Hudson County Community College Features Work of 11 Women Artists ‘Quantum Overdrive!’  

 

New exhibition spotlights the universal connection between the artists showing throughout March, Women’s History Month;
the opening reception will be held this Friday.

Joanne Leah
Art work of Joanne Leah
Marguerite Day
Work by Marguerite Day

March 1, 2017, Jersey City, NJ – Hudson County Community College (HCCC) Department of Cultural Affairs will celebrate Women’s History Month with an energy-charged exhibition titled, “Quantum Overdrive!”  Opening festivities for the exhibition, which may be viewed through April 19, will take place on Friday, March 3 and will include:

  • Curator’s Talk from 12 p.m. to 2 p.m. with Fred Fleisher – who is also a Hudson County Community College professor – detailing the concept and inspiration for the exhibition;
  • #WomensHMC Social Media Challenge, from 2 p.m. to 3 p.m., led by HCCC student and founder of #BlackHMC movement Nevin Perkins, who will explain this new endeavor for Women’s History Month; and
  • Margaret Murphy: Live Painting, from 3 p.m. to 7 p.m. The artist encourages the public to provide women’s black clothing that can be placed on a hanger (shirts, blouses, skirts, dresses). Ms. Murphy will paint the articles in protest of the global backlash against women.
    The exhibition and events will take place in the College’s Benjamin J. Dineen III and Dennis C. Hull Gallery, which is located on the top floor of the HCCC Library at 71 Sip Avenue in Jersey City (just across from the PATH Transportation Center). All are open to the public, and there is no charge for admission.

 

Professor Fleisher equates the bonds of matter and energy at the quantum level to a universal connection that exists in all artistic work. For the exhibition, he chose works that embody the artists’ ability to “utilize maximum potential of the engine so as to get the most out of that fuel” in other words, their “Overdrive.” It is coincidental that the works are all by women, and those pieces featured represent a wide range of materials, energies and personal sensibilities.
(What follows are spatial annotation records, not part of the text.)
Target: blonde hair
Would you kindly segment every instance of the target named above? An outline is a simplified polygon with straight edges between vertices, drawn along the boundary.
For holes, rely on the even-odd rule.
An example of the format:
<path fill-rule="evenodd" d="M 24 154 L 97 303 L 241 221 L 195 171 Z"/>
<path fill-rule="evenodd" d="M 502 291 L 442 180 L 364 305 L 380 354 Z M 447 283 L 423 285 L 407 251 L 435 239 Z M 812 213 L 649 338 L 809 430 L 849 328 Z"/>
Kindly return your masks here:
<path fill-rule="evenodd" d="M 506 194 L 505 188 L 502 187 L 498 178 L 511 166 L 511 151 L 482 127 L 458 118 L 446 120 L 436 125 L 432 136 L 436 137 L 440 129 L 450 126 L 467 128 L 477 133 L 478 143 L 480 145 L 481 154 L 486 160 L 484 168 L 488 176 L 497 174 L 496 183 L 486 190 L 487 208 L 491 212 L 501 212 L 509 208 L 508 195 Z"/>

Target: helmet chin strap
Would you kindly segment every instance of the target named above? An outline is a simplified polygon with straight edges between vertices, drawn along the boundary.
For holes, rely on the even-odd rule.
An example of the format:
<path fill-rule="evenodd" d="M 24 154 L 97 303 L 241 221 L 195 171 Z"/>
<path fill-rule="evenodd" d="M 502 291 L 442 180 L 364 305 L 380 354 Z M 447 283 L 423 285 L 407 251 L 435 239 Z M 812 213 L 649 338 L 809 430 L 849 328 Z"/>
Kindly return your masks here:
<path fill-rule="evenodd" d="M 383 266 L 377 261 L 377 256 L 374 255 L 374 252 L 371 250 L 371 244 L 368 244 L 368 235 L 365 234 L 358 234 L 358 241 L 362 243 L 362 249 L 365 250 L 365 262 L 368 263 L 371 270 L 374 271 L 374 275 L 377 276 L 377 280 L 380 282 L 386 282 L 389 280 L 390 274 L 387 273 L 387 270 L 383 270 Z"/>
The 11 artists featured are:

Jude Broughan, whose work juxtaposes materials such as vinyl and denim with photographs.

Marguerite Day, who utilizes “jazz crochet” in her HOME & BIOME series, which explores how everything is in constant formation and the importance of acknowledging our shared physical climate.

Ketta Ioannidou, who produced paintings and digital collages that combine her memories of the landscape and sea of her native country of Cyprus with imagined and synthetic forms.

Joanne Leah, the creator of photo-based images that portray a series of contorted nude body parts juxtaposed with ordinary yet highly stylized props.

Tricia McLaughlin’s military portraits and 3D printed apes are characters from her animation, good enough for the people, based on Emma Goldman’s speech, Patriotism: A Menace to Liberty, first published in 1917.

Helen O’Leary has made a table of wooden “paintings” – works that question their own structure, stability – and are paired with a large, fragmented work that flirts with, but ultimately resists, collapse.

Rachel Phillips presents a composition of animated objects that play off each other in a humorous yet disconcerting manner, with goofy smiles and distressed eyeballs creating different forms of expression.

Laurie Riccadonna, HCCC Professor of Fine Arts, conveys the magical experience of looking at intricate and complicated form in her paintings which utilize interwoven patterns and layered images.

Adie Russell explores representational versus abstract, direct perceptual experience versus the imaged, and authentic versus performed selves, with attention to the constructs of the “natural world.”

Savannah Spirit, inspired by the call-out heard at protests for women’s rights, created My Body, My Choice to reflect the elegant yet strong female body.

woolpunk, who machine-knits fiber installations and embroiders on photos of urban sprawl, has been inspired by her immigrant seamstress grandmother, who sewed American flags.

 

“Quantum Overdrive!” will share space with the exhibition, “A World Where We Belong,” which honors the memory of LGBTQIA advocate Georgia Brooks, who worked in the College’s Information Technology Services Department as an Academic Lab Manager for 25 years, and was an active advisor for the College’s Gay-Straight Alliance. Information on that exhibition is forthcoming.

 

The HCCC Benjamin J. Dineen, III and Dennis C. Hull Gallery is open Monday through Saturday from 11 a.m. to 5 p.m., and on Tuesday from 11 a.m. to 8 p.m. (The Gallery is closed Sundays.)